Nothing can really take the place of the learning that takes place in the classroom, but I want to help in any way I can to help my students continue learning and not fall behind. I hope they continue to read every day. Since they don’t have their books and materials from school, I have gathered some resources and prepared some things that they can work on from home.

I emailed you a username and password sheet for your child that will give them access to several great online resources listed below that we use in the classroom that they can use at home.

None of these are required, but they can be very helpful to keep them somewhat up to speed so that when to do reconvene, we can continue at a higher level than we could otherwise.


Khan academy is a great resource. The lessons have videos that kids can play, pause, and re-watch as they are building on concepts and learning new concepts. I have assigned several lessons that your child will see when they log in (they can click on assignments at the top of the left panel if it doesn’t show up). They should do these in order, starting with “Division as equal groups” and move down the list as they complete each one. Some are videos, some are questions, and some are quizzes. I think they will enjoy doing this! The due date that they all show is March 27, but this is just the end of the school closure date. They probably won’t get through all of them.

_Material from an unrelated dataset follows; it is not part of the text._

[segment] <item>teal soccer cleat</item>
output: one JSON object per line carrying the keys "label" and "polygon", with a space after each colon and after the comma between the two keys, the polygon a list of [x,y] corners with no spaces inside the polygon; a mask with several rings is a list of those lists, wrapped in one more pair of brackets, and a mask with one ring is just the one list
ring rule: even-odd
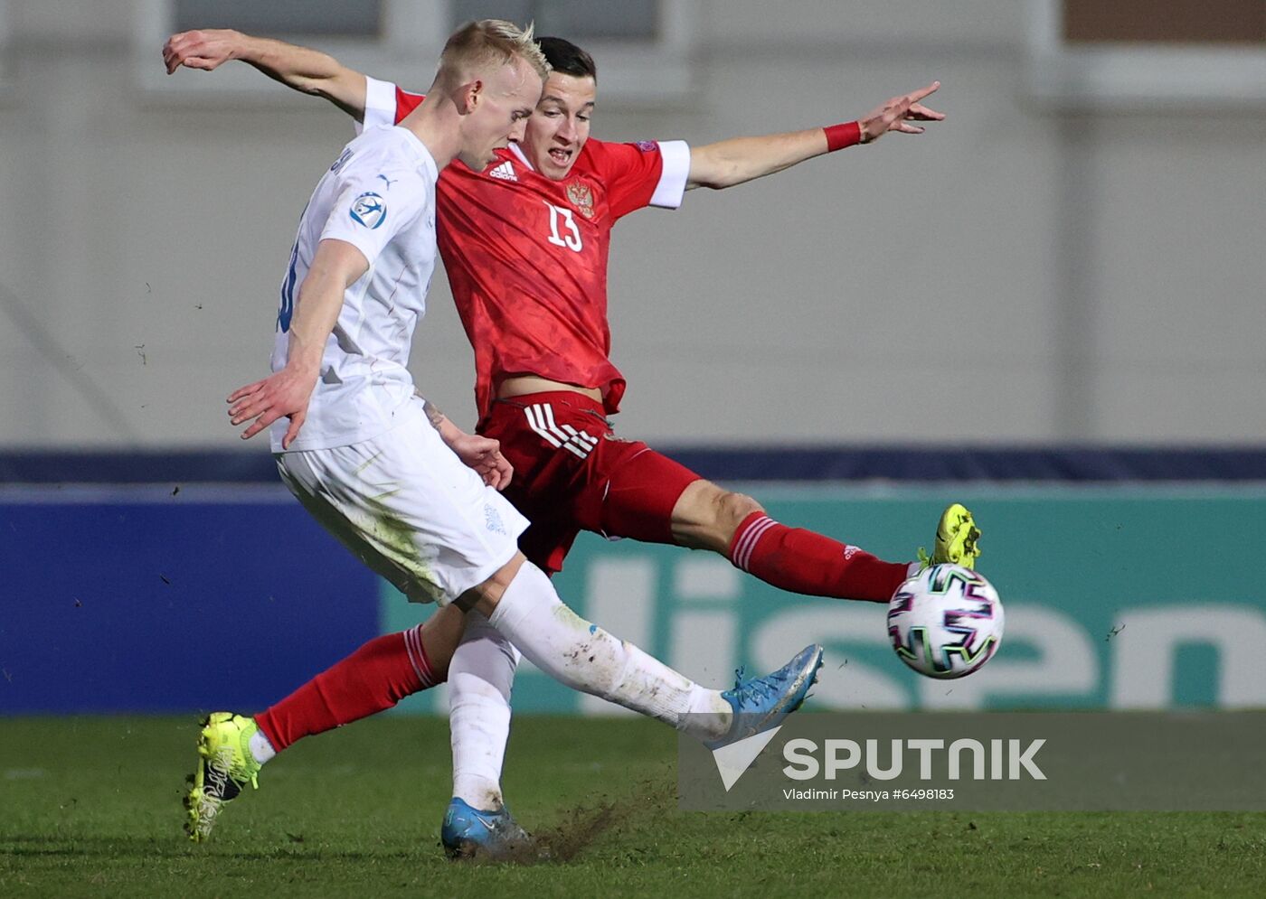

Achieve 3000 is something they are very familiar with. It is a literacy program that gives them interesting, current articles to read and then asks them questions about the article. They know to go to the most current articles (the ones that have a gray background) and choose one of them to work on. They can also go to older articles that they have not read that they are interested in. It is important that they try their best on every question and can always refer back to the article if they don’t know the answer right away. It will give them a second try if they miss a question, but only the first responses count. Only article activities that they score 75% or higher on (on their first try) count toward increasing their reading level. Getting 75% or higher is much more important than racking up points.


I have prepared a couple of writing prompts in Galileo. When they log in they will click on “Take Test” (even though it’s not a test) and choose Narrative Writing or Opinion Writing. The passages are on the left and the prompt and the writing box are on the right. They can write a rough draft on another piece of paper and then type the final draft in the writing box. The things they should focus on are an introductory paragraph, 2-3 body paragraphs, and a concluding paragraph. I can see their responses and can add more if they finish both of them.


They will love this. We watch Mystery Doug videos in class, where students all over the United States send in science questions, and Doug answers them. They are all so interesting and the kids just love them and can’t wait for the new ones. They have pulled their most popular science lessons and are offering them for anyone to use for free, with no login required. Just head to mysteryscience.com/school-closure-planning and click on the 3rd grade link or scroll down to the 3rd grade lessons. They have already seen some of the mini-lesson videos (but may want to watch them again), but the full lessons will be new to them. Each full lesson has exploration videos and a hands-on activity that is designed to use simple supplies you likely already have at home. They can even do lessons from other grade levels that interest them.


When students have extra time in class after finishing assignments, etc, they have been designing 3D objects on Tinkercad to print on our 3D printer. They are welcome to work on these at home. If they haven’t started, they can click on Learn in the top right, then Starters and Lessons to do the tutorials.

If I find other resources that may be helpful throughout the next 2 weeks, I will pass them along, but this should be plenty to keep them busy.

Please tell your third graders that I miss them so much, give them a hug from me, and tell them I can’t wait to be with them again.

If you have any questions about anything, please don’t hesitate to ask.

Take care of yourselves, and enjoy this time with your amazing kids!